Part of the PenCLAHRC Learning, Knowing, Doing Seminar Series. Presentations from previous seminars are available here: http://clahrc-peninsula.nihr.ac.uk/learning-knowing-doing-lkd-seminar-series


Event details

Abstract

Employee voice is an important source of organizational intelligence about possible problems in service quality and patient safety, but effective systems for encouraging and supporting those who seek to speak up have remained elusive. A recent innovation in the English National Health Service to encourage voice takes the form of a novel organisational role: the Freedom to Speak Up Guardian. Intended to provide guidance and support for individuals with concerns and nurture cultural change about the importance of speaking up, the role has attracted significant investment—but is as yet unevaluated. We aim to address this gap, and to derive formative lessons for other health systems seeking to foster voice. Our data are drawn from 51 interviews covering the acute hospital, mental health, community care and ambulance sectors of the English NHS, as well as wider stakeholders and commentators, including individuals occupying the Guardian role and those involved in developing, implementing and managing it. We find that for managers, and particularly Guardians themselves, there are challenges in implementing the role in the way envisaged in policy. Many managers were keen to ensure that it focused on clearly defined problems of quality and safety. Those in Guardian roles, however, reported that the role was difficult to delimit so tightly. Colleagues approached them with more wide-ranging concerns that were nascent or difficult-to-articulate. Some concerns were not, on the face of it, obviously quality- or safety-related, but they nevertheless required careful interrogation—and could yield important insights into their organizations. Our analysis suggests that the focus—and, potentially, the principal value—of roles of this kind may be less in supporting and protecting whistleblowers in demanding a response to allegations of wrongdoing, and more in helping those with lower-level worries to make sense of their concerns and what to do with them.

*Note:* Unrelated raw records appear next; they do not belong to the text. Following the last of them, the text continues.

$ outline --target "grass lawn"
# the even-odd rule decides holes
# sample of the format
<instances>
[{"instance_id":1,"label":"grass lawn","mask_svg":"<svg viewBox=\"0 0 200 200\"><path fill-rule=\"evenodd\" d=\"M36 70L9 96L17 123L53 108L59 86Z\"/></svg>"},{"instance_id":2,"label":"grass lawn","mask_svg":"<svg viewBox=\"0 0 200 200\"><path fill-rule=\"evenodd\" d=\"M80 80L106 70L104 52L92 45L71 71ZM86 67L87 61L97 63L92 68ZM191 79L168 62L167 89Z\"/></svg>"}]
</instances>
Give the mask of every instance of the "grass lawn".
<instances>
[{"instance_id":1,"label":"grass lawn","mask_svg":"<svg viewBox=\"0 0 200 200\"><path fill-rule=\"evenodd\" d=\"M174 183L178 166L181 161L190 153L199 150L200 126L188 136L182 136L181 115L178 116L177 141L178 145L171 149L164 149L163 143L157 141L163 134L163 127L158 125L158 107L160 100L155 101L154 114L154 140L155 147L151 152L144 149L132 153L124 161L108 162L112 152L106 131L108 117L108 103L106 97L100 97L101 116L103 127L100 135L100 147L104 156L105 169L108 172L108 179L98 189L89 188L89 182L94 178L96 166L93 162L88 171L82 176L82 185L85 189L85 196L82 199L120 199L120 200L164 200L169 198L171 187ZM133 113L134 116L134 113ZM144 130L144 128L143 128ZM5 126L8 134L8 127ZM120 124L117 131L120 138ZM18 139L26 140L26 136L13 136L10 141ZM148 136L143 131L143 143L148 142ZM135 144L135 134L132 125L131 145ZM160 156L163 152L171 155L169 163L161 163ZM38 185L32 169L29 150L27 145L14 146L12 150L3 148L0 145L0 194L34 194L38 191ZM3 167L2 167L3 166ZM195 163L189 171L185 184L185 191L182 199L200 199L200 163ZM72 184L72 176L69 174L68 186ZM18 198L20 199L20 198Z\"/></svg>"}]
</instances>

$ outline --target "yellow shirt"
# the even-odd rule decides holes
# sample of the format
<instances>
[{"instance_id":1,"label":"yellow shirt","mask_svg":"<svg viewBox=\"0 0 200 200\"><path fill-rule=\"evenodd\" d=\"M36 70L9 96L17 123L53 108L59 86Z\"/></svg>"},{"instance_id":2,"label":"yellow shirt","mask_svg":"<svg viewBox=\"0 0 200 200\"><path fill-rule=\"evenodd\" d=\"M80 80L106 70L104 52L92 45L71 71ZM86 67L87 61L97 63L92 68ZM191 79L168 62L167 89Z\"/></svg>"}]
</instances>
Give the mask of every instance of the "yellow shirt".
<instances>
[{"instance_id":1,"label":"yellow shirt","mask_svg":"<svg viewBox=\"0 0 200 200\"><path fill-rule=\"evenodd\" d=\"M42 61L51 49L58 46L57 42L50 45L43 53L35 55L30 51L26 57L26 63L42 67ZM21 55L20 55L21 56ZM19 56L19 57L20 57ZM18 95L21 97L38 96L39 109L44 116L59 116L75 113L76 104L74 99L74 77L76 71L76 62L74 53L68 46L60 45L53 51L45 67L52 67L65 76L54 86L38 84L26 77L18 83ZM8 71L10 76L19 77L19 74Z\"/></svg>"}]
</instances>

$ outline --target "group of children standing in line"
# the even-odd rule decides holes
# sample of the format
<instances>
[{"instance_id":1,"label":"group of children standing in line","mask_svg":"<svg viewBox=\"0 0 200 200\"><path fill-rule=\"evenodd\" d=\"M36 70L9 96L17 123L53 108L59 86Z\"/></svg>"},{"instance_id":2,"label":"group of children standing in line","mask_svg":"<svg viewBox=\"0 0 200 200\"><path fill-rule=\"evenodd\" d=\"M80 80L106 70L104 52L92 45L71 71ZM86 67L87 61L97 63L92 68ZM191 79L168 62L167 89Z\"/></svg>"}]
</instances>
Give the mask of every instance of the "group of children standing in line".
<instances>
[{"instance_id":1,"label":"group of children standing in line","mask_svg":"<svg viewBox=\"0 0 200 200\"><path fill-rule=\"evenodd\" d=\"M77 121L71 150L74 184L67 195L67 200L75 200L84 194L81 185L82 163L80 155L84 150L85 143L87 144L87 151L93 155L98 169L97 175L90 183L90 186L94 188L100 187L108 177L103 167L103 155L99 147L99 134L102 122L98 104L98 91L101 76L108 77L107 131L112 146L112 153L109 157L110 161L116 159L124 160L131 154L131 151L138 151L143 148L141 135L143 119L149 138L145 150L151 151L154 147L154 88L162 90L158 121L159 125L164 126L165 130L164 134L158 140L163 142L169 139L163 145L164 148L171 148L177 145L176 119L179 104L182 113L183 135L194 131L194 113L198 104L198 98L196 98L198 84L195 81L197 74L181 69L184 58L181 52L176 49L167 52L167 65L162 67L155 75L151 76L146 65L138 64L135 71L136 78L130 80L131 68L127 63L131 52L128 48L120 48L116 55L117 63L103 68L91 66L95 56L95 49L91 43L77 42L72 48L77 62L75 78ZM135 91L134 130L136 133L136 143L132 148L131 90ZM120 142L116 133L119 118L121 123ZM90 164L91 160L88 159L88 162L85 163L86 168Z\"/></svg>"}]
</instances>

Please note that this seminar may be recorded

Professor Graham Martin

Graham Martin is Director of Research for THIS Institute, a new unit funded by the Health Foundation at the University of Cambridge to develop the evidence base for and impact of work to improve healthcare quality and safety, and Professor of Health Organisation and Policy in the SAPPHIRE Group, University of Leicester. His research focuses on social, organisational and professional issues in healthcare system change, with a particular focus on quality improvement work and policy initiatives to address quality, safety and risk in the NHS.